Frequently asked questions

What does the Windows error code 0x00000652 mean?

It is the Win32 / NTSTATUS code ERROR_INSTALL_ALREADY_RUNNING (decimal 1618). Another installation is already in progress. Complete that first, or kill msiexec.exe.

How do I decode 0x00000652 in PowerShell?

Run [ComponentModel.Win32Exception]::new(1618).Message in any PowerShell session. For HRESULT-style codes, use err.exe from the Windows SDK or the WinDbg !error command.

Where does Windows typically log this error?

It depends on the originating subsystem (Windows Update → %WinDir%\WindowsUpdate.log; AD/Kerberos → Security event log on the DC; BSOD → minidump under C:\Windows\Minidump; MSI → %TEMP%\msi*.log; WMI → Microsoft-Windows-WMI-Activity).

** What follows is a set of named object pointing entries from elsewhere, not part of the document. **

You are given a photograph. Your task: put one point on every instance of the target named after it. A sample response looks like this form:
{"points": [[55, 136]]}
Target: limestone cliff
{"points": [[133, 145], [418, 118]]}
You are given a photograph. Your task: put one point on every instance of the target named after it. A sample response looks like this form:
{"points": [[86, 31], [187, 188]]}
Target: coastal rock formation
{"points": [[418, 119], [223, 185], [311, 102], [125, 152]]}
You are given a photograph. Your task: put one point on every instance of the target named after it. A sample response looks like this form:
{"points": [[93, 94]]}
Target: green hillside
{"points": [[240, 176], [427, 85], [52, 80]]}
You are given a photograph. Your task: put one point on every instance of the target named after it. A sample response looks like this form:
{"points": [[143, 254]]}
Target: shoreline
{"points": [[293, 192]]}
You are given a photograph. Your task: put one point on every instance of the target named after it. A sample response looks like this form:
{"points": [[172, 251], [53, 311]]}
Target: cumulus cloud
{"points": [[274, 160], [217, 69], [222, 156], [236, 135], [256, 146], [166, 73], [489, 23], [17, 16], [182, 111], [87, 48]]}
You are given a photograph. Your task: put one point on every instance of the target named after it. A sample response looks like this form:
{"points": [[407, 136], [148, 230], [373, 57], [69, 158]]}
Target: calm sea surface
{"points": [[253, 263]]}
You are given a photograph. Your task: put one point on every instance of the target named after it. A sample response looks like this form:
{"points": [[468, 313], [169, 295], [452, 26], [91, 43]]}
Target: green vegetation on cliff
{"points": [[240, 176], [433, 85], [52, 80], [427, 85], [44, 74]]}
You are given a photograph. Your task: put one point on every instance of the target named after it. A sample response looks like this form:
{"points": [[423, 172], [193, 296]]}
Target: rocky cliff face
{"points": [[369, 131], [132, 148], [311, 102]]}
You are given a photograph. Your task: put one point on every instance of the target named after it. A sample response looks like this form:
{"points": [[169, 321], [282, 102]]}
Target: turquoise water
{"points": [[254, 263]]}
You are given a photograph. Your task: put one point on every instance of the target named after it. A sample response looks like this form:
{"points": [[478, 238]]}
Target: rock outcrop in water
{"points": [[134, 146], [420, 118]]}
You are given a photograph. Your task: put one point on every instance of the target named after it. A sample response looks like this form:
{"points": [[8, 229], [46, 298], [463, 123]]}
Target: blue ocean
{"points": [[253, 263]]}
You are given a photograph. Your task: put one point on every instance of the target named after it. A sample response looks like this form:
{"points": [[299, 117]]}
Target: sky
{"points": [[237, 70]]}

Always cross-reference the timestamp and module name with the Application and System event logs.

Is this code recoverable?

Yes — this code is informational or warning-level. The operation can normally be retried after addressing the condition described in the summary.

Should I open a Microsoft support case for this?

Open a case if the error reproduces after applying the troubleshooting steps, particularly if it blocks production workloads, occurs across multiple endpoints, or is associated with a security boundary (BitLocker recovery, Kerberos failure, DCOM hardening, SmartScreen / WDAC). Have a fresh CBS log, minidump, or Get-WinEvent export ready before opening the case.